Be honest and specific. It's not a liability to say you collect data — it's a requirement to disclose it accurately.
Third-Party SDKs Not Mentioned
Your app doesn't have to do the data collection directly for it to count as data collection. If Firebase is in your app, Firebase collects data. If Mixpanel, Amplitude, or any similar analytics tool is running, it collects data. If you use an AI API, queries may be logged by that provider.
Every SDK you use that collects data needs to appear in your privacy policy. List the service, what it collects, and link to its own privacy policy. This is also required in Google's Data Safety form.
Policy URL Is Not Live at Submission Time
The URL must be reachable from an incognito browser window with no login and no redirect. Test it. Submitting with a URL that produces a 404, a login wall, or a "coming soon" page is an immediate rejection — not a warning, a rejection.
What to Actually Write
A valid mobile app privacy policy doesn't need to be long. It needs to be accurate. Here's the structure that covers the requirements for most apps:
- What data we collect — list each data type: name, email, device ID, location, usage events, etc.
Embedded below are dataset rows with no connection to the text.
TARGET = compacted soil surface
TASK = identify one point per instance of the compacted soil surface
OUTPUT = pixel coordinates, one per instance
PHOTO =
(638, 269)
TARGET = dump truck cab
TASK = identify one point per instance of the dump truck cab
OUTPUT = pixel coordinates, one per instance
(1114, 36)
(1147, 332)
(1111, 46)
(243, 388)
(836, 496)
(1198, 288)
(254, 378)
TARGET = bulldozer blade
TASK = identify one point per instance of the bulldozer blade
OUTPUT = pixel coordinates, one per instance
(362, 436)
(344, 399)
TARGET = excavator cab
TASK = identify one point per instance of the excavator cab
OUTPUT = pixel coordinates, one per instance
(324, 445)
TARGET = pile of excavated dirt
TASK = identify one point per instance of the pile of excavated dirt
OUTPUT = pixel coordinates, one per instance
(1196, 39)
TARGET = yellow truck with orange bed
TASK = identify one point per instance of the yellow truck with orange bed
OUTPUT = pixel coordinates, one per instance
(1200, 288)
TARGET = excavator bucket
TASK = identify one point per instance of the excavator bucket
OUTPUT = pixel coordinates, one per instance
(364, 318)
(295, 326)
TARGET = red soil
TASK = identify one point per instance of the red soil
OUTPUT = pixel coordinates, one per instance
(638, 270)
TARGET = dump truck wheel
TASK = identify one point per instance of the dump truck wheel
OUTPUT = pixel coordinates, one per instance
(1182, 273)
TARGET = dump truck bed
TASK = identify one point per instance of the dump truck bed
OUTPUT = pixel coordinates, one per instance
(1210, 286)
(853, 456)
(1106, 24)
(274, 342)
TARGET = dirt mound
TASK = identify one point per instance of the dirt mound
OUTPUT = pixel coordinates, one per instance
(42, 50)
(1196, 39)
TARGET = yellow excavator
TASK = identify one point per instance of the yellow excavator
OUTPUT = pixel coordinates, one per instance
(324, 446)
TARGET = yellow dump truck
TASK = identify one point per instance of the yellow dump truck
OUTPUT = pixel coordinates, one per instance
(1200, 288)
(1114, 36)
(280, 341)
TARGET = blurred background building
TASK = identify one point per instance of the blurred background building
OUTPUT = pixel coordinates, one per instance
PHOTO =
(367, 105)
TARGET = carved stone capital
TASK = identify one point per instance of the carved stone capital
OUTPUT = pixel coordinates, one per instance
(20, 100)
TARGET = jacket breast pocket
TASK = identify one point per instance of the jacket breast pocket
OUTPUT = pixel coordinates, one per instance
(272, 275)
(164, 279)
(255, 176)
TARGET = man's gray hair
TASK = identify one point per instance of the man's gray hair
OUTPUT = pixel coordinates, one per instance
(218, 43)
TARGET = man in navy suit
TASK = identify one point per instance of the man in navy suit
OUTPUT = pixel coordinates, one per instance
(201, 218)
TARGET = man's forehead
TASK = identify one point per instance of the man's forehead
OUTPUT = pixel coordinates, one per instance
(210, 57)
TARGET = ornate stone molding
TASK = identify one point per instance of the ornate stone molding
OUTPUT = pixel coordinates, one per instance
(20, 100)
- Why we collect it — for each type, state the specific purpose: authentication, analytics, personalization, crash reporting
- Who we share it with — list every third-party service that receives user data, with a link to their own privacy policy
- How long we keep it — state your retention period or the criteria used to determine it
- Your rights — explain how users can request access, correction, or deletion of their data
- Contact information — an email address for privacy-related inquiries
For apps in the EU, US (California), or targeting children, there are additional requirements — GDPR, CCPA, and COPPA respectively. These add sections but don't change the fundamental structure above.
Tools That Can Help
Several tools generate privacy policy drafts based on your app's actual features: Termly, iubenda, and GetTerms are commonly used. These are starting points, not final outputs — review the generated policy against your app's actual behavior before publishing it.
The test: give the policy to someone who hasn't seen your app and ask them if they can understand what data the app collects and why. If they can't, the policy isn't clear enough for review.
Where to Host It
The policy needs a stable, permanent URL. Options that work: a dedicated page on your website, a simple hosted page through your domain provider, or a privacy policy on a service like Notion or a static site — as long as the URL doesn't change and the page loads publicly.
Options that don't work: a Google Doc with restricted sharing, a PDF that requires download, a page that redirects to your home page, or any URL that contains expiry tokens.
Keeping It Current
Your privacy policy is a living document. Every time you add a new SDK, integrate a new service, or change what data you collect, the policy needs to be updated before the next app update is submitted. A policy that was accurate at launch but doesn't reflect a Firebase integration you added six months later is a compliance problem waiting to be found in review.